Nothing is more curious in the history of recent science than the continual and irresistible growth which it records in the importance of electrical phenomena. All others tend to become merged in them; the most varied data of experience claim to be translated into electrical terminology. They are not, assuredly, rendered more intelligible by the process, but it at any rate abolishes the confusion incidental to multitudinous points of view. Thus, in the last resort, we find electrical forces (if they may be so designated) swaying the world. What they essentially consist in, we cannot tell; the utmost that may reasonably be hoped for is to arrive at a clear conception of modes of action reduced to antagonistic stresses, by which the play and counterplay of the universe may be kept up. And to this extent we find it possible to understand how electricity works the ethereal machinery. It is strongly dualistic. The nearer we get to the foundations of nature, the more sharply positive and negative charges appear to be differentiated.

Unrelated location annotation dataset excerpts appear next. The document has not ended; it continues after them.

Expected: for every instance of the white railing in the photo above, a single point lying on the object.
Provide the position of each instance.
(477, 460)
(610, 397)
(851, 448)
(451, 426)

The opinion is nevertheless held by some inquirers that negative electricity is the only substantive kind, and that its complement is ordinary matter deprived of some of its negative particles. This, in fact, revives Franklin's 'one fluid theory,' only with the substitution of negative for positive electricity as the active principle.[72] But we are met by the doubt whether 'ordinary matter' can be said to exist in and by itself. If it do, the mode of its existence becomes more and more baffling to comprehension, as the association of mass with charge makes its way into the foreground of thought.[73] Moreover, a charge is, or produces, a 'state of the ether' (to use the unsatisfactory current phrase); and the ether being capable of opposite distortions, the effects upon it of opposite charges are contrary and similar, though perhaps not equivalent; whence the 'two fluid theory' obtains a primâ facie recommendation as the simplest, though a crude interpretation of electrical phenomena. These are ubiquitous; destitute though we are of sense-organs for their perception, we still indirectly recognise their presence on every side. If the unification of the forces in nature be attainable, the unifying formula will doubtless be derived from them. Electricity is the mot de l'énigme; yet it is itself the most inscrutable of enigmas.